The islands have ambitious plans to create green hydrogen on a large scale as part of the Orion Project (Opportunity, Renewables, Integration, Offshore Networks), a partnership between the Shetland Islands Council and the Oil and Gas Technology Centre in Aberdeen, involving Highlands and Islands Enterprise and the wider UK energy industry. Using existing infrastructure and know-how around the Sullom Voe terminal to create hydrogen is part of the project’s overarching ambition for Shetland to transition from fossil fuels to clean energy, using onshore and offshore wind to reduce emissions to net zero and reduce fuel costs on the islands.
Shetland hopes to export 350,000 tonnes of green hydrogen a year by 2050, around 12 per cent of the UK’s predicted demand, as well as producing the 60,000 tonnes needed to replace the diesel, petrol and marine oils currently used on the islands. “These are some of the most ambitious plans anywhere in the world,” says Gunther Newcombe OBE, a UK oil and gas industry stalwart who is consulting with the project. “It’s a chance for the islands to be an exemplar for the rest of the UK and the EU, while creating new jobs and opportunities on the islands.”
It’s a chance for the islands to be an exemplar for the rest of the UK and the EU, while creating new jobs and opportunities on the islands.
There are two primary reasons that Shetland makes sense as a large-scale producer of green hydrogen. One is its position as an oil and gas hub since the 1970s, which gives the islands a key competitive advantage. “There’s an established infrastructure, experienced workforce and functioning supply chain here,” says Newcombe. “It’s very viable to adapt that to produce and export green hydrogen – transitioning existing jobs and creating new ones.” Becoming a green hydrogen producer would involve a lot of repurposing of existing facilities rather than building new ones – for example, using the existing deep-water quay at Sullom Voe for export and the refuelling of hydrogen-powered ships. The Orion Project plans hope not just to maintain the current number of jobs in the oil and gas industry, but to create up to 500 new ones.
The other big reason is the wind, which could replace oil and gas and fish as Shetland’s key natural resource. Shetland has the highest average wind speeds in the UK, and some of the most consistent winds in Europe. The islands hope to be able to harness enough clean energy to produce large amounts of hydrogen at a competitive cost – starting with the Viking Energy project, which is in the process of installing 103 wind turbines that will be operational by 2024, and with further plans to generate significant energy from offshore wind installations.

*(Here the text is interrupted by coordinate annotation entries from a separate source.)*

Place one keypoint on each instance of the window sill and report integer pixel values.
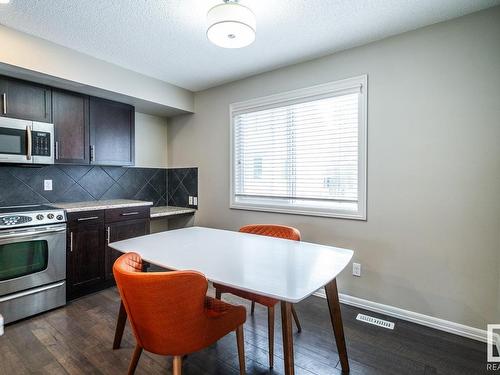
(299, 211)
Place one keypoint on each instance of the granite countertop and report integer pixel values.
(164, 211)
(101, 205)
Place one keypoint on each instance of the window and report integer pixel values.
(302, 152)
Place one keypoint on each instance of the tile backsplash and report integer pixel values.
(73, 183)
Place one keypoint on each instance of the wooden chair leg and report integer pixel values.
(241, 349)
(177, 365)
(134, 360)
(296, 318)
(286, 325)
(270, 334)
(120, 326)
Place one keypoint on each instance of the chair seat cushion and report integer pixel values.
(266, 301)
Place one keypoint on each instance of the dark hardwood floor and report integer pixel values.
(77, 339)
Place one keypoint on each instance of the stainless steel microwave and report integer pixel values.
(27, 142)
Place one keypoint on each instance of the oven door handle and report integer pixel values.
(31, 233)
(30, 291)
(30, 142)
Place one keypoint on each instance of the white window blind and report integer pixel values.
(301, 155)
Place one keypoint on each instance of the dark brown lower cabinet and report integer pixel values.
(119, 231)
(85, 261)
(89, 259)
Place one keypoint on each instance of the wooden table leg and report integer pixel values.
(286, 324)
(332, 296)
(120, 326)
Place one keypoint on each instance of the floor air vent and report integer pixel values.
(375, 321)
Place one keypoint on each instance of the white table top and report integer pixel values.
(286, 270)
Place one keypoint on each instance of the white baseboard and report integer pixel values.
(414, 317)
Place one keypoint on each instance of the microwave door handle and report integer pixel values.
(30, 142)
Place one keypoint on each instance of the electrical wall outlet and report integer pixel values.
(356, 269)
(47, 185)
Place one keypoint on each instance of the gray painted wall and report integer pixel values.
(431, 243)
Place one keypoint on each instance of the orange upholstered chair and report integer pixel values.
(271, 230)
(170, 313)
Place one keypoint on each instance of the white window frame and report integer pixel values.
(315, 92)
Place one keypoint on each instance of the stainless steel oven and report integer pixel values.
(27, 142)
(32, 263)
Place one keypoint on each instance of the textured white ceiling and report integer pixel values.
(166, 39)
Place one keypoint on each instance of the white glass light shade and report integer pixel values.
(231, 25)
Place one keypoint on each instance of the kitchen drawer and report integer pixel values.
(127, 213)
(85, 217)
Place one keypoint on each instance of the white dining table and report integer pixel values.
(286, 270)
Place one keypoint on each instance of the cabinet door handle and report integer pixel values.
(87, 218)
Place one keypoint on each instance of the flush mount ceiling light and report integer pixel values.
(231, 25)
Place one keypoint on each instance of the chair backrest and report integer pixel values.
(272, 230)
(165, 309)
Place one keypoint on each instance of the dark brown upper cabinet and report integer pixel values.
(25, 100)
(111, 132)
(70, 113)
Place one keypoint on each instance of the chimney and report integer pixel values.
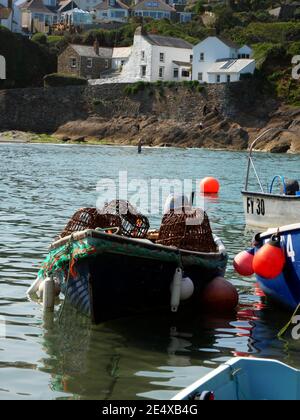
(96, 47)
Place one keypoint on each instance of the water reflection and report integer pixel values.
(147, 357)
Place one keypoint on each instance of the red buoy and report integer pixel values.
(270, 260)
(209, 185)
(243, 263)
(220, 296)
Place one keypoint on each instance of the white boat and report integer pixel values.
(246, 379)
(265, 208)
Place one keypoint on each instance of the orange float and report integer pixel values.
(209, 185)
(270, 260)
(243, 263)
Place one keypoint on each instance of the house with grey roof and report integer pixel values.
(155, 9)
(218, 60)
(37, 15)
(156, 57)
(85, 61)
(112, 10)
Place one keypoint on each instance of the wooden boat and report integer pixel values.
(246, 379)
(264, 208)
(284, 289)
(112, 276)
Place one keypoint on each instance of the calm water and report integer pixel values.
(149, 357)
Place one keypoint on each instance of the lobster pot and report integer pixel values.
(90, 218)
(188, 230)
(133, 224)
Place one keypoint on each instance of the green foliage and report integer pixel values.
(27, 61)
(60, 80)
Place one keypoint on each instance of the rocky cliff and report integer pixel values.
(218, 116)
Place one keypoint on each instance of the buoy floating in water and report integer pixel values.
(270, 260)
(220, 296)
(187, 289)
(243, 263)
(209, 185)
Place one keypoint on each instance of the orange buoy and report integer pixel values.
(243, 263)
(209, 185)
(220, 296)
(270, 260)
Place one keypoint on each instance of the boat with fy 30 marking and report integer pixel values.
(265, 208)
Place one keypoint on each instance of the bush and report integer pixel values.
(57, 80)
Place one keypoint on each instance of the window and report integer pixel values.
(89, 63)
(73, 62)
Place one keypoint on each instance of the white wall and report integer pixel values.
(171, 54)
(213, 50)
(132, 69)
(110, 15)
(88, 4)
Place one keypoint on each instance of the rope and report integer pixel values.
(69, 248)
(286, 327)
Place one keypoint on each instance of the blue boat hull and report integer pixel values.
(285, 289)
(243, 379)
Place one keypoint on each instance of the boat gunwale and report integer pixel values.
(89, 233)
(274, 196)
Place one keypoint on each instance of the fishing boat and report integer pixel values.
(107, 275)
(266, 208)
(285, 288)
(246, 379)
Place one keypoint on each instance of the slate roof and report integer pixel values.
(36, 6)
(5, 12)
(153, 5)
(105, 5)
(167, 41)
(87, 51)
(230, 66)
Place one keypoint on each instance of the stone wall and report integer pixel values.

While the Viking Energy project has already broken ground, a green hydrogen future for Shetland is still mostly theoretical, with the Orion Project team seeking investment and working on business cases for a fuel source that has impeccable sustainability credentials but still has issues around costs – which are expected to decrease as renewable energy becomes cheaper and more solutions are found for producing hydrogen, for example by using sea water (most green hydrogen is extracted from desalinated water).
“We think there’s a growing investment case, with more and more demand for the cleanest fuel sources possible, and it fits firmly with UK and Scottish targets on reducing climate emissions,” says Douglas Irvine, Orion’s Project Manager. The UK government has already invested GBP70 million in hydrogen production plants in Merseyside and Aberdeenshire, and the Scottish government announced plans to become a “leading hydrogen nation”, hoping to generate 5GW of green hydrogen by 2030, or enough to power 1.8 million homes. Meanwhile, the EU has established a target of producing 80GW of green hydrogen by 2030.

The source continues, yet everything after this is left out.